I found this result mentioned in passing in a number theory paper. It looks almost self-evident:
$$ \# \{ (a,b,c,d) \in \mathbb{Z}^4 : a^2 + b^2 + c^2 + d^2 = m\} \asymp m $$
It is stated without proof. It looks almost like the 4-squares theorem in fact that number is $r_4(m)$ which is A000118
This plot looks possibly linear, but with a bunch of noise.

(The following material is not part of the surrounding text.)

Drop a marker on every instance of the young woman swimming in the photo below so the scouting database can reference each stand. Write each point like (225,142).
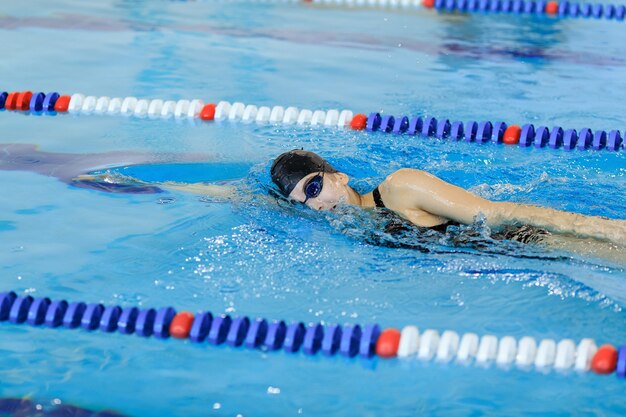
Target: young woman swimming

It doesn't look obvious.
- Valentin Blomer, Anke Pohl The sup-norm problem for the Siegel modular space of rank two arXiv:1402.4635
By Jacobi's four-square theorem we have $$ r_4(n)=\begin{cases}8\sum\limits_{m|n}m&\text{if }n\text{ is odd}\\[12pt] 24\sum\limits_{\begin{smallmatrix} m|n \\ m\text{ odd} \end{smallmatrix}}m&\text{if }n\text{ is even}. \end{cases} $$ For $n=p$ prime this gives, for example, $r_4(p)=8(p+1)\asymp p$. In general, the asymptotic growth rate of $\sigma(n)=\sum_{m\mid n}m$ can be expressed by: $$ \limsup_{n\rightarrow\infty}\frac{\sigma(n)}{n\,\log \log n}=e^\gamma. $$ The behaviour of the sigma function is very irregular, as your plots also show.